EUR: EUR/USD -0.2%; 1.1605
- Subdued but to a lesser extent than some peers, with some degree of certainty arising on the French political front, with news that French President Macron will name a new PM in the next 48 hours and said there is a possible path to a budget by December 31st. Polymarket odds point to a 32% chance of a French election being called by the end of the month, vs a c. 70% probability yesterday morning, according to ING.
- On the data front, Germany printed a larger trade surplus than expected, although imports and exports contracted. This follows a string of woeful German data, with German Industrial Output and Industrial Orders this week falling well short of consensus.

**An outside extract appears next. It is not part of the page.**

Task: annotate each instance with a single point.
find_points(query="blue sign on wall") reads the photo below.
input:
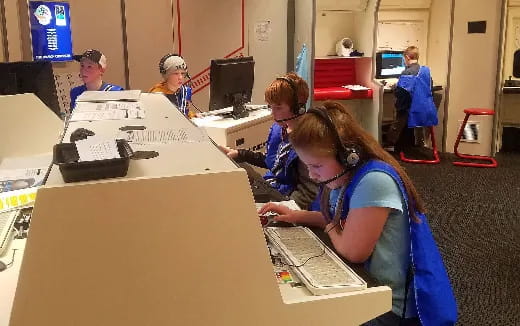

- Ahead, the ECB will publish the minutes of its latest meeting, though analysts do not expect the release to shift the dial very much. As expected, the ECB held the deposit rate at 2%. Attention focused on the macro projections, which saw the 2026 inflation forecast rise slightly to 1.7% from 1.6%, below the 1.9% consensus. This prompted a dovish market reaction at the time.
- EUR/USD trades towards the bottom end of a 1.1607-1.1648 range, at the time of writing, having printed on either side of its 100 DMA (1.1633) and with yesterday's low at 1.1598. If 1.1600 convincingly gives way in EUR/USD, the next target comes via the 27th August low at 1.1573.
JPY: USD/JPY +0.2%; 152.95
- USD/JPY tilts higher amid Dollar strength and following rangebound APAC trade amid a pause from the recent Takaichi-related advances, with her economic measures and PM nomination said to likely be delayed.
- The desk at ING suggests, "For USD/JPY to come lower now, we need one of three things to happen: i) broad-based dollar weakness on soft US labour market data, ii) the BoJ surprising with a rate hike in late October or iii) some sharp correction in global equity markets."
- USD/JPY has climbed as high as 153.22, with focus now on whether the pair begins to approach 155, given the velocity of the move, expectations of potential intervention will likely increase.
GBP: GBP/USD -0.4%; 1.3348
- Among the laggards, despite limited newsflow before comments from BoE's Mann.
- Initial losses were seemingly driven by technicals as GBP/EUR fell under 1.1500, with the EUR supported by French politics, whilst GBP/USD later fell under 1.3350. EUR/GBP eyes 0.8700 to the upside.
- BoE's Mann stuck to her stance, arguing that "policy needed to remain restrictive for longer, both to squeeze out inflation persistence". Little reaction was seen on the comments.
- GBP/USD eyes the 26th September low at 1.3330 before the 25th September trough at 1.3324.
Antipodeans: AUD/USD -0.3%; 0.6569. NZD/USD -0.5%; 0.5760
- Subdued with little notable influence from China's return from the National Day Golden Week holiday, whilst the Kiwi underperformed and is still feeling the hangover from the RBNZ yesterday, in which it cut the OCR by 50 basis points, emphasised prolonged spare capacity and the associated downside risk to medium-term activity and inflation.